1. d4 Nf6 2. c4 e6 3. Nf3 d5 4. Nc3 Be7 5. Bf4 O-O 6. e3 Nbd7 7. c5 Nh5 8. Be5
c6 9. Bd3 g6 10. h4 f5 11. Bh2 b6 12. b4 f4 13. O-O a5 14. b5 bxc5 15. bxc6 Nb8
16. Bb5 Ba6 17. a4 Qc8 18. dxc5 Nxc6 19. Nxd5 exd5 20. Qxd5+ Kh8 21. Qxc6 Qxc6
22. Bxc6 Rac8 23. Bb5 Bxb5 24. axb5 Bxc5 25. Rxa5 fxe3 26. fxe3 Bxe3+ 27. Kh1
Rc2 28. Rb1 Rfc8 29. Raa1 Bb6 30. Be5+ Kg8 31. Ra6 Be3 32. b6 Rc1+ 33. Rxc1
Rxc1+ 34. Kh2 Rb1 35. g4 Bf4+ 36. Kg2 Bxe5 37. Nxe5 Nf4+ 38. Kf3 Ne6 39. b7 Rb3+
40. Kf2 Rb2+ 41. Ke3 1-0

So, looks like nowadays high-level chess players have to take in consideration when analyzing variations during the game, that some of that variations may be had been analyzed beforehand by his opponent with the help of the computer.

For a fan o chess as I, this computer home preparation takes all the fun of the game, because when for example Tal sacrificed a piece, was awesome because he had to think about it over the board, or at least it was human home preparation.

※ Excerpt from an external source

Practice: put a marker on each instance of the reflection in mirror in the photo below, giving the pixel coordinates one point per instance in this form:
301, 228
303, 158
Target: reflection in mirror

Nowadays, if a player sacrifices a piece on the opening, people will most likely thing that this sacrifice was home computer preparation, so it is not awesome anymore. Looks like the game is becoming more about memorizing sequences of moves.

My question is:

It is true the engines have level up the game, but can we also conclude that engines at a certain level are destroying the human cognitive process or figuring out moves by them selfs over the board (mainly at opening phase)?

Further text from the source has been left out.